Westlake shareholders are paid a 1.09% dividend. he SunTrust has set its price objective at $77, and the posted consensus target price is $72.79. The stock ended last week’s trading at $69.97 a share.
This is a top pick among the data center stocks across Wall Street. CyrusOne Inc. (NASDAQ: CONE) designs, builds and operates facilities across the United States, Europe and Asia that give its customers the flexibility and scale to match their specific growth needs. Specializing in highly reliable enterprise-class, carrier-neutral data center properties, the company provides robust data center infrastructure to ensure the continued operation of IT equipment for a rapidly growing list of organizations that now nears 900, including nine of the Fortune 20 and more than 160 of the Fortune 1000 or equivalent-sized companies.
Many analysts feel that some of the best returns in the data center sector may be found in the smaller players in the space such as CyrusOne. The company trades at numerous lower multiples than its bigger competition, and the SunTrust analysts feel that the discount valuation is not warranted given the recent surge in leasing and above-average growth.
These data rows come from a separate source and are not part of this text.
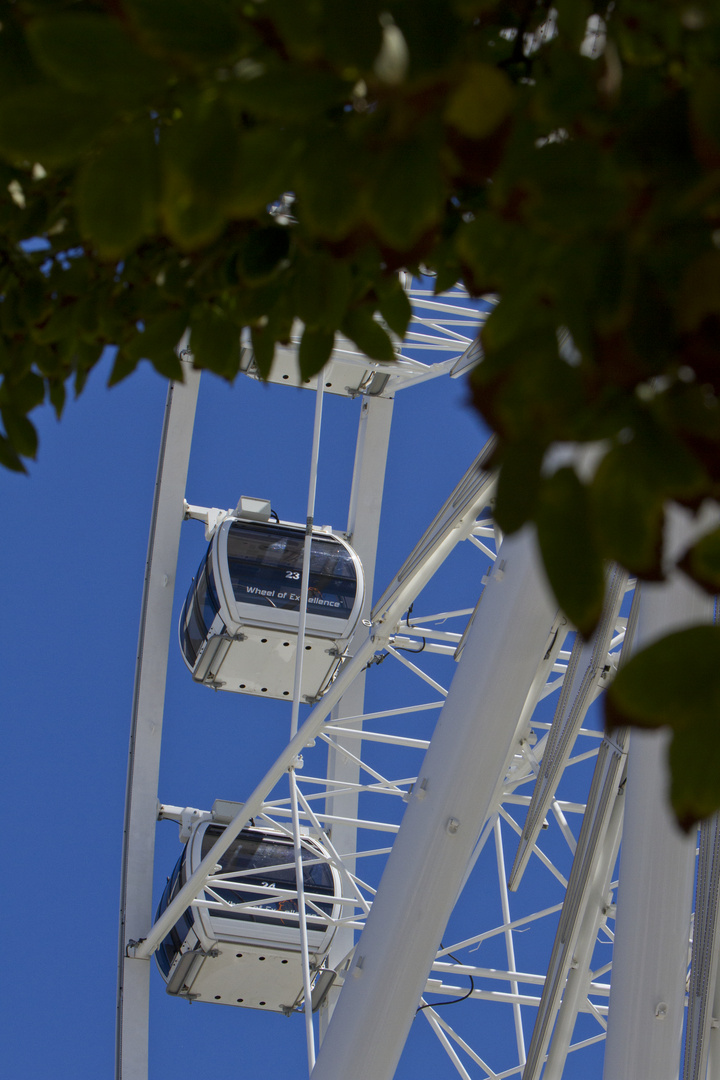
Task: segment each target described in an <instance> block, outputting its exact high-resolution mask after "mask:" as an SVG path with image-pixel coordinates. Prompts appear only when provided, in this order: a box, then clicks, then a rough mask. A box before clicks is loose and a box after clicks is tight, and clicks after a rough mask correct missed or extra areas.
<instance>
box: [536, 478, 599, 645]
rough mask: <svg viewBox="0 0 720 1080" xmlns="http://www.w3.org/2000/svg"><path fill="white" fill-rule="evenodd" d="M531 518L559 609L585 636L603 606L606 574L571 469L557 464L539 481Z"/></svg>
mask: <svg viewBox="0 0 720 1080" xmlns="http://www.w3.org/2000/svg"><path fill="white" fill-rule="evenodd" d="M535 523H536V525H538V542H539V544H540V550H541V553H542V556H543V564H544V566H545V572H546V573H547V578H548V580H549V583H551V588H552V589H553V592H554V593H555V596H556V597H557V602H558V604H559V605H560V607H561V608H562V610H563V611H565V612H566V615H567V616H568V617H569V619H571V621H572V622H573V623H574V624H575V626H576V627H578V630H579V631H580V632H581V633H582V634H583V636H584V637H587V636H588V635H589V634H590V633H592V632H593V631H594V630H595V626H596V624H597V621H598V619H599V618H600V613H601V611H602V600H603V595H604V576H603V571H602V562H601V559H600V555H599V552H598V550H597V546H596V544H595V537H594V535H593V527H592V523H590V516H589V511H588V505H587V492H586V488H585V487H584V485H583V484H582V483H581V482H580V480H579V478H578V476H576V474H575V471H574V469H570V468H563V469H558V471H557V472H556V473H554V474H553V475H552V476H548V477H547V478H545V480H543V481H542V483H541V486H540V491H539V495H538V505H536V510H535Z"/></svg>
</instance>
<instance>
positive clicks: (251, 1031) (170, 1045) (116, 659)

The company has also exhibited faster deployment times, rapid new market expansion and low churn among customers, and all are bullish reasons for buying the stock.
The analysts noted this in their report.
Following the company’s conference call and follow-up call with management, we have increased confidence that Cyrusone will remain an industry leader deploying low-cost data center space to the growing cloud service provider market. Further, we believe such deployments will continue to pull additional enterprise customers into the the company’s ecosystem, driving continued double-digit interconnection growth comparable to the US peers
CyrusOne unitholders are paid a solid 2.88% distribution. The $64 SunTrust price target compares with the consensus target set at $62.28. The shares closed on Friday at $58.59.
This is a top internet play from the SunTrust team. Yelp Inc. (NASDAQ: YELP) provides free and paid business listing services to businesses of various sizes, as well as enabling businesses to deliver targeted search advertising to large local audiences through its website and mobile app.
Yelp also provides other services, including Yelp platform, which allows consumers to transact directly on Yelp; Yelp deals that allow local business owners to create promotional discounted deals for their products and services; and gift certificates products for local business owners to sell full-price gift certificates directly to customers. The Yelp platform also enables consumers to complete food delivery transactions, book spa and salon appointments, order flowers, make winery reservations and more.
The company posted very solid quarterly results, and it announced it is selling Eat24 to GrubHub while still staying a partner. In addition, Yelp announced a $200 million share buyback. The analysts are very positive on the company’s Request a Quote segment, which some on Wall Street feel could drive as much as $50 million in revenue in 2018. The unit has grown from a million inquiries in 2016 to almost 2.5 million in the first quarter of 2017.
The SunTrust team raised its price target on the shares to $44 from $35. That compares to a posted consensus target of $31.31, which surely will be heading higher. The stock closed trading on Friday at $40.05, up over 20% on the day follow news of the deal with GrubHub.
These four companies still hold solid upside potential for clients. With earnings out of the way, investors can look for good entry points, and as noted, any weakness in the shares should be bought.